Will other small Arizona communities face the same water problems as Rio Verde Foothills?

By Kirsten Dorman
Published: Friday, May 12, 2023 - 4:46am
Updated: Friday, May 12, 2023 - 7:16am

An aerial view of a development site in Scottsdale
Getty Images
An aerial view of a development site in Scottsdale.

Water concerns have been growing in Arizona as the state’s share of the Colorado River has been cut. Running out of water is still a distant concern for most residents. But for the unincorporated community of Rio Verde Foothills, water stopped flowing this year when the nearby city of Scottsdale shut off the taps.

Typically, when developers split land into six or more lots of a certain size those are considered "subdivisions." Developers are then required to prove that they have a 100-year supply of water, thanks to Arizona’s 1980 Groundwater Management Act.

But builders can get around that requirement with unregulated “wildcat” developments and other loopholes.

→ EPCOR makes its case to provide water to Rio Verde Foothills residents

David McKay is the manager of the Arizona Department of Water Resources’ Assured and Adequate Water Supply Programs. He said some developments avoid this requirement, either because they were split before the law was enforced, or because they were designed to avoid having to prove a 100-year water supply.

“It's really on the homebuyer to make sure that that water supply is there whenever they purchase those properties,” McKay said.

Sarah Porter is the director of Arizona State University's Kyl Center for Water Policy. She said that the way some lot splitting was done in Rio Verde contributed to its water problems “through development of five or fewer homes” and through the process of lot splitting.

Many subdivisions, Porter said, rely on cities that go through a process to become what are called assured designated providers.
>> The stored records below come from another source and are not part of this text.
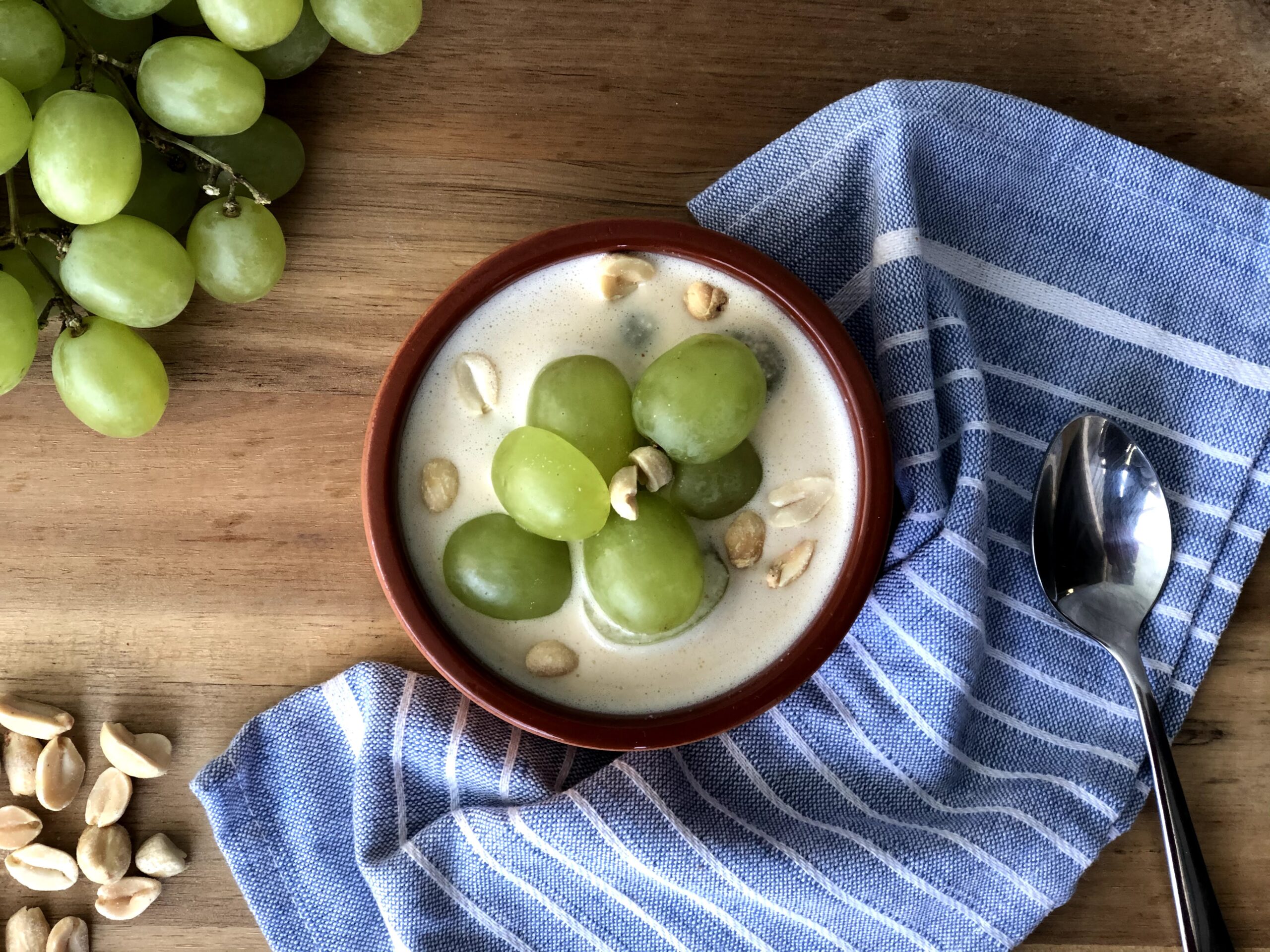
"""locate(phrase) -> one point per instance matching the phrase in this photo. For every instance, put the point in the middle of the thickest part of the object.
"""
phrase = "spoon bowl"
(1103, 543)
(1101, 536)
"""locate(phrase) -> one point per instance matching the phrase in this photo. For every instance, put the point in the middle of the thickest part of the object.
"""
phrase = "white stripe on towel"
(1060, 843)
(1001, 869)
(639, 866)
(803, 864)
(343, 708)
(1038, 295)
(620, 898)
(960, 756)
(710, 860)
(881, 855)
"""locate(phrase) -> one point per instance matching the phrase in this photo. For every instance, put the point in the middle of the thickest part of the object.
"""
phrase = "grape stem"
(154, 134)
(66, 309)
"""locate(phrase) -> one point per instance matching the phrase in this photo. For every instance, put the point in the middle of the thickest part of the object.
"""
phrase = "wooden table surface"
(187, 581)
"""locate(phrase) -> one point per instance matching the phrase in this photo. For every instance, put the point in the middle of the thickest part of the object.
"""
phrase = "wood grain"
(187, 581)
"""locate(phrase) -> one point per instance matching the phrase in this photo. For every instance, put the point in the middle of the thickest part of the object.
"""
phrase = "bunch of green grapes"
(123, 137)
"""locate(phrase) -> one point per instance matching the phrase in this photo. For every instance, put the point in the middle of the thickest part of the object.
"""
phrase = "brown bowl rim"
(516, 705)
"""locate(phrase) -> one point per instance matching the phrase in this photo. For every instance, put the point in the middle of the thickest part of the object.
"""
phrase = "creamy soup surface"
(804, 432)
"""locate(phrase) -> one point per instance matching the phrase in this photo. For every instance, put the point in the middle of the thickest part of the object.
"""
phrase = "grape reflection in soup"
(588, 402)
(700, 399)
(498, 569)
(647, 574)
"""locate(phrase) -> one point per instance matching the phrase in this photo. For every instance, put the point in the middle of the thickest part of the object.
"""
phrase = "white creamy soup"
(803, 432)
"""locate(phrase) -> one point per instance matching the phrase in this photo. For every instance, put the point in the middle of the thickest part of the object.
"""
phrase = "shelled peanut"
(41, 761)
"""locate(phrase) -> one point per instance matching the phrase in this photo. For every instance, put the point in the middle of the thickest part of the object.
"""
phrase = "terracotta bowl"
(513, 704)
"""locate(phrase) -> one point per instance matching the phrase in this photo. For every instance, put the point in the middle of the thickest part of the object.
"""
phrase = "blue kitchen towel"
(963, 757)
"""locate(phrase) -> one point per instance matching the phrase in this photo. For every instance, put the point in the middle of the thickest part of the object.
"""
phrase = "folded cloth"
(963, 757)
"To get that, the city has to prove that it has water that's physically, legally and financially available to meet current demand for the next 100 years,” Porter said.

With cuts from sources like the Colorado River, Porter said cities are working to make the best use of what they have.

"So cities now are reclaiming about 93% of the water that enters the wastewater treatment system, and that's very good,” she said.

Population growth is often brought up when it comes to water use.

But according to Porter: “Growth is not a direct driver of the water challenges that we're seeing.” And instead, “bigger, older cities tend to be growing more dense. And as cities become more dense, the per capita demand for water tends to go down.”

Porter said that’s because those cities focus on “getting better and better at how they manage water and at using the, you know conservation and reclaiming water, reusing water.”

As for subdivisions, Heidi Kimball with Sunbelt Holdings, a real estate developer, said developers and city officials are working together to find some of those solutions.

“The city of Phoenix is talking about toilet to tap,” Kimball said. “We're gonna see that kind of creation of a new 'bucket’ because we have to.”

Porter said those solutions are more effective than some may assume.

“In the past 20 years, the population has grown about 45% and water demand grew 14%,” Porter said.

McKay said that on the policy side, the city or county in question is responsible for ensuring developments meet the assured water supply.

“I think there's a lot of anxiety out there,” McKay said. “And the thing is, that when we look at an assured water supply, we're looking really, really far into the future.”

But McKay said it’s still important to be proactive and find alternate sources for the future.